Let’s consider the use of ‘hunger’ for a moment. It is the word Ward uses with relation to grace; it denotes longing, stretching for something, moving towards a goal; the goal of our desire. When the prophet Malachi wanted to express the anticipation of the arrival of God’s messenger, he used the language of endure, as in, “who can endure the day of his coming.” Endure is not really the best word to capture what the prophet is getting at; better perhaps is contain or hold. Malachi is challenging God’s people: who of you, he contends, can contain or hold the gift that God will send? The simple response is nobody, at least, not in reference to how God provides. Consider: when God gives, God does so in abundance (think of the diversity and beauty of creation). God overwhelms. This is both a word of judgment and a sign of grace. We want, we desire, we long after; and God overwhelms us with what we most need. Not always what we want; but in giving us what we need we learn to desire what God gives. 

This is the wisdom of Advent: that so often we want and desire things with a hunger that should be orientated towards other, more difficult gifts: like the gift of ourselves in service to others, and the gift of our abundance for the benefit of the common good. How about hunger for justice, peace and goodwill? Yet even if we were to hunger after such things, the one thing we cannot hunger enough for is the one thing that eludes us until the hereafter: union and friendship with God as the bearer of all good gifts and the giver of life in all its fullness. Everything else we desire leads only to something else to desire; not so with God. God completes, God encompasses our true end as human beings. It is perfectly good to desire things that bring us joy, items that can be celebrated with family or friends or even just in our own life. The thrust of Advent’s proclamation is not that we should abandon what brings us joy in our life; rather, the message is that our deepest satisfactions and our deepest joys are discovered as we deepen our walk with God. 

What Malachi and John the baptizer after him drive home for us as the church, is this: we, that is, human beings and all creation, are truly being human when we hunger or stretch for life with God. This is what it means to hope. God comes to us, and fill us, overflowing our lives and our community with God’s presence made manifest through life with others. The alternative is to hunger or desire something that lacks the gift of goodness and the promise of friendship: items or states of being that decay, or break or simply dissolve over time. As humans, we want life to contain something, to mean something. But who can contain what God brings? Will it break us, overwhelms us, destroy us? 

Having our lives re-oriented in a Godward direction, I dare say, is not painless; it requires of us to loosen our grip with regards to our sense of security and our fear of death. We must face our submission to the power of wealth and its related cousin, the illusion of salvation at the hands of technology. We must contend with shifting values and corruptible ideals. And we do so under the promise of a God who cannot be contained or held but who contains us, hold us, in love so that we might grow together in that love. 

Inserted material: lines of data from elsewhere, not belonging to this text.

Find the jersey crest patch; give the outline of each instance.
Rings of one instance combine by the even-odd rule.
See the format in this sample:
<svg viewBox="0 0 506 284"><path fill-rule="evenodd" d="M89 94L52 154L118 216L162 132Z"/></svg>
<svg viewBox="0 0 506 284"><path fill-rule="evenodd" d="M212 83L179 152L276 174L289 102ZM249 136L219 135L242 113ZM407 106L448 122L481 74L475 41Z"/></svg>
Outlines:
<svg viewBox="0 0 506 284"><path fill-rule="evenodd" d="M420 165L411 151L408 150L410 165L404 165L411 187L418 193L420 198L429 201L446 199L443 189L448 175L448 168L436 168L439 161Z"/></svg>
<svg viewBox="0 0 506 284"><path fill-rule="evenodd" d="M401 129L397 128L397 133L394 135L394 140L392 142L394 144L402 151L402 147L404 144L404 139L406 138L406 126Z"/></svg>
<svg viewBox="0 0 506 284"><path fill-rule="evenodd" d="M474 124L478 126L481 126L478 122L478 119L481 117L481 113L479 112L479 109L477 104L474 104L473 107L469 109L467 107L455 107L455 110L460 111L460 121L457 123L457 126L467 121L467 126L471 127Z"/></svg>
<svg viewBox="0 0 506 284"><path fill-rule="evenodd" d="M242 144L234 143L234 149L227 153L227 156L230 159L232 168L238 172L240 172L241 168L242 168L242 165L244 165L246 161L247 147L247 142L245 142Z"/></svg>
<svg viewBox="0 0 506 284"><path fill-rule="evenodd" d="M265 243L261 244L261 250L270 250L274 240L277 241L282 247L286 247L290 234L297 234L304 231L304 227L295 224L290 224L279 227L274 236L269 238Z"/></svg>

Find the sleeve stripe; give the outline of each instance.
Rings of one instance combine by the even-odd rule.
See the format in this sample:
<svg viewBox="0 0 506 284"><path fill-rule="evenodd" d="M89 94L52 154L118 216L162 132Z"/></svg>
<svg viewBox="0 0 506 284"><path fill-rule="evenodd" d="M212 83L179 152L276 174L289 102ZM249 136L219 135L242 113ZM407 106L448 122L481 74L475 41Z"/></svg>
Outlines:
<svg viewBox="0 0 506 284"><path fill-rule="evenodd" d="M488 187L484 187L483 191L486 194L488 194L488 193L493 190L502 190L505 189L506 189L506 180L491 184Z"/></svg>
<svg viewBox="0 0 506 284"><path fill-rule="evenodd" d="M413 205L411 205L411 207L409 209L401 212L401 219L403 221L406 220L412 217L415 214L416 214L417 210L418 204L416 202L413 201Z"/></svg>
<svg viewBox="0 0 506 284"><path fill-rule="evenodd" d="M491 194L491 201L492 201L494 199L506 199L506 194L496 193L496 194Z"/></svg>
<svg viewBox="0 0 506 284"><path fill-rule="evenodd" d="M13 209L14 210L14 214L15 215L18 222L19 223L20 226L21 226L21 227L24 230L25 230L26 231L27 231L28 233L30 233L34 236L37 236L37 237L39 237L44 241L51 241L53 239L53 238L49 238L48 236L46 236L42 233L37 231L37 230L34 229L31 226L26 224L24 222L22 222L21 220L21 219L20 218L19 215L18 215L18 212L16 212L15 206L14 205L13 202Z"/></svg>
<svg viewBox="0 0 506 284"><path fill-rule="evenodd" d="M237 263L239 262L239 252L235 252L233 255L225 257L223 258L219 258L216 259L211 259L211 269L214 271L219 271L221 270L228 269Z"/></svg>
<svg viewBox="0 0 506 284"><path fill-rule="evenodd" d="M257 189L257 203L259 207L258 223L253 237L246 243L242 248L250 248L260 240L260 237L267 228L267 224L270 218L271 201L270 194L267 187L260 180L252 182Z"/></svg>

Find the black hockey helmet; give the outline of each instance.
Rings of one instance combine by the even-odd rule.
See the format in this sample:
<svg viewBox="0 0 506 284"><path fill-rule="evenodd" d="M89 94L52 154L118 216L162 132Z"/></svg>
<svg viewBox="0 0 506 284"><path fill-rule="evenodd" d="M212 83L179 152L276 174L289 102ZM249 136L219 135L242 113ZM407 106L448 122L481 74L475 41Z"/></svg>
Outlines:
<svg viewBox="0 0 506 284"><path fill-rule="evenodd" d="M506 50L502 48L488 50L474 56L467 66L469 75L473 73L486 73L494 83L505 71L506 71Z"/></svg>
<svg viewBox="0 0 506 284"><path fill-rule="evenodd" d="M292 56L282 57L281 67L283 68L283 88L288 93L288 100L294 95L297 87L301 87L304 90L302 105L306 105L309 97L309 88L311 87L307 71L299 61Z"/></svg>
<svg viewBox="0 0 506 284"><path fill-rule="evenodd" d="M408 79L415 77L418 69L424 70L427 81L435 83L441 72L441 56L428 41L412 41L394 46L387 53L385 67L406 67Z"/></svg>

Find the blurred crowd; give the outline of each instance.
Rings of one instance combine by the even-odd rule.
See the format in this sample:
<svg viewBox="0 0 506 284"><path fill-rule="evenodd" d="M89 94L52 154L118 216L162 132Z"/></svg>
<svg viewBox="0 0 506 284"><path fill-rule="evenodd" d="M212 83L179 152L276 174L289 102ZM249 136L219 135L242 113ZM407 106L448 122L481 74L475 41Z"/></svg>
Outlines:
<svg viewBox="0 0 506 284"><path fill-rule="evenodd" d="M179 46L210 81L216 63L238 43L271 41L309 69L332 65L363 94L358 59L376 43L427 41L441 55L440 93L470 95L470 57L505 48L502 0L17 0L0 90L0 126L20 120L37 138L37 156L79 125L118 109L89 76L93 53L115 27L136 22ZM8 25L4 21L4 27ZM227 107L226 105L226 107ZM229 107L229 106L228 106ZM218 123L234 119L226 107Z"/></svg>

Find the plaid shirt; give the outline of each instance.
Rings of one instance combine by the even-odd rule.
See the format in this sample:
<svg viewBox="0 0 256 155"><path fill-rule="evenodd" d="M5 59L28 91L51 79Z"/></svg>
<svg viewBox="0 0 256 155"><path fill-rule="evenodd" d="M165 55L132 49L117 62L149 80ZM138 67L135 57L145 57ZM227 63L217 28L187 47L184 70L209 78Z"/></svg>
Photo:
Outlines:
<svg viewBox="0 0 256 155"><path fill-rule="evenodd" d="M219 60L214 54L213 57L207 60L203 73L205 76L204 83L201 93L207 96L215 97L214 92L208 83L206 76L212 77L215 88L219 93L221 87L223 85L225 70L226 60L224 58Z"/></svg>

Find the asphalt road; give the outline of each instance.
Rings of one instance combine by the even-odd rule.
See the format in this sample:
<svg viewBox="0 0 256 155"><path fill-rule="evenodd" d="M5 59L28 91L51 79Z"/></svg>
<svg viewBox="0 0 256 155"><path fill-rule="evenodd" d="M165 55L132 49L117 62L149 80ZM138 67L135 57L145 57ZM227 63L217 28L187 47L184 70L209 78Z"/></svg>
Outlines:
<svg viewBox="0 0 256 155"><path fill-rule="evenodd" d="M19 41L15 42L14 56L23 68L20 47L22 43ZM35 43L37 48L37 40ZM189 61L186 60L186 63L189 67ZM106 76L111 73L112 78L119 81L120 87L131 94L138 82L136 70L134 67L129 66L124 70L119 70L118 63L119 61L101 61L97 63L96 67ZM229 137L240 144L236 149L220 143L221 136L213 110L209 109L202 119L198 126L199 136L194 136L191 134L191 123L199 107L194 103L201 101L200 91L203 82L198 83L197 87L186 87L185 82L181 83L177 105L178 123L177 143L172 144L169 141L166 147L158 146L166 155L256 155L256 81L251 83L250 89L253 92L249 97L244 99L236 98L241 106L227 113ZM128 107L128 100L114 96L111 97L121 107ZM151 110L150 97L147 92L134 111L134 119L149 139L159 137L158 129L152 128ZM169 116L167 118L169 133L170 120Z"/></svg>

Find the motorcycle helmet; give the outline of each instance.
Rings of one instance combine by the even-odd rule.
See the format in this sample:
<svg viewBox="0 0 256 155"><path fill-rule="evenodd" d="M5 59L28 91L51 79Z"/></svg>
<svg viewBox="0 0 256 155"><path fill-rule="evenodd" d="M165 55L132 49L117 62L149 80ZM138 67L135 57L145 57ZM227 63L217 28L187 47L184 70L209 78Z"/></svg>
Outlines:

Gifts are fine; gifts are signs of charity and friendship. Yet, Santa cannot bring what only God can in the flesh of Mary’s child: the gift of our salvation, the gift of redeemed humanity, and the promise to overcome our sin and death through the human body of this child.  It may not sound like much of a life when compared to the insatiable hunger generated by the marketplace; however, where else can we discover true human living if not in the God who created us and sustains us moment by moment? This Advent may we strive after God through prayer, service and joy, so that when Christmas arrives, we will recognize the babe born to Mary as the source of human satisfaction.


[1] Ward, G. S. (2009). The politics of discipleship : becoming postmaterial citizens. (Grand Rapids, Mich., Baker Academic), p. 266.